クラシック1 グノシエンヌ
エリック-サティは、フランスの作曲家である。
1889年のパリ万博で多くの人々が、機械と電気の時代の到来を予想し、歓喜する姿に背を向け、何か違うと思い浸ったのだ。
ハンガリー、ルーマニアの民族音楽のエキゾチックな音色に興味を持ち、聴きこんだ。
パリの北にある、モンマルトルに住み、たくさんの芸術家と交際し、酒場でピアノを弾いて生計を立てた。
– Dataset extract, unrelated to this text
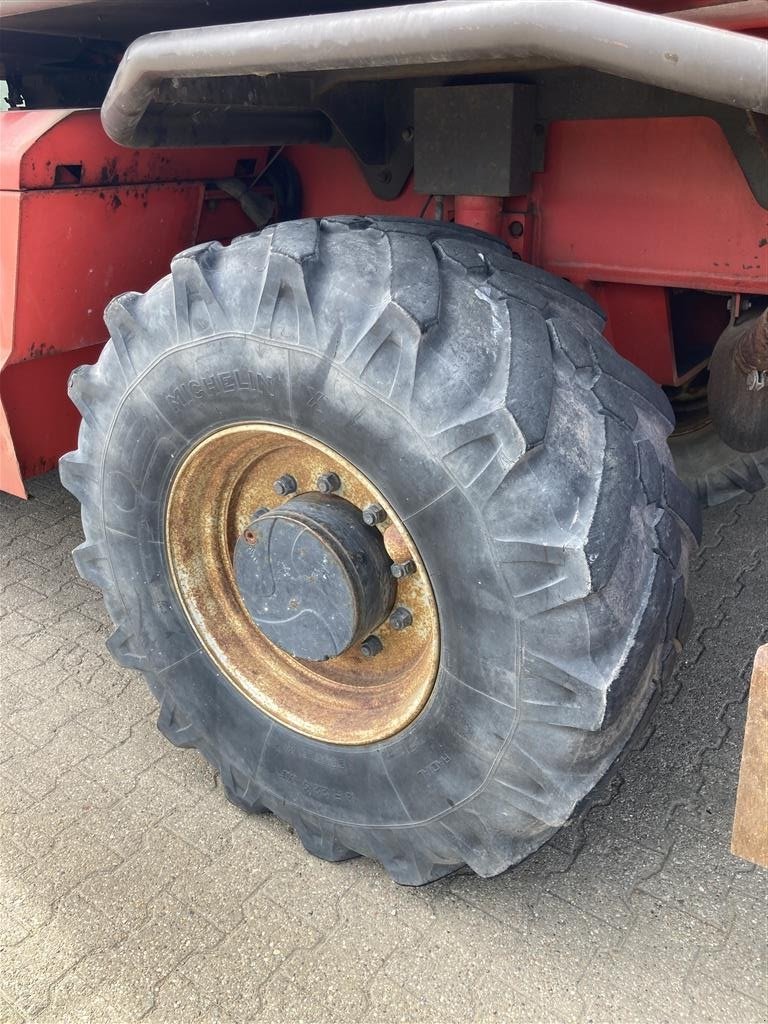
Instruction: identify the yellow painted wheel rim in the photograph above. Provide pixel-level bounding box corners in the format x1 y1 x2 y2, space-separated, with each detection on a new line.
165 423 439 745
彼が作曲した、グノシエンヌ第1番の楽譜は、常識を打ち破るものであった。
その譜面には、
拍子記号や小節線がない。
おまけに次のような妙な音符や言葉が書かれている。
自分自身を頼みにして
Postulez en vous-meme Ask yourself
舌の上に乗せて
Sur la langue On the tongue
どうすればいいのかは、自分との問いになるのであろう。
時代の先を行く表現の具現者であったサティーは、今では、かなり聞かれるようになった。マーラーのように未来に生きる作曲家であったのだ。
ドビュッシーやラヴェルだけでなく、環境音楽、ミニマルミュージアム、ポップスなどの現代音楽にも影響が及んでいる。
時代を生きる人もいれば、こうして時代をつなぐ人もいる。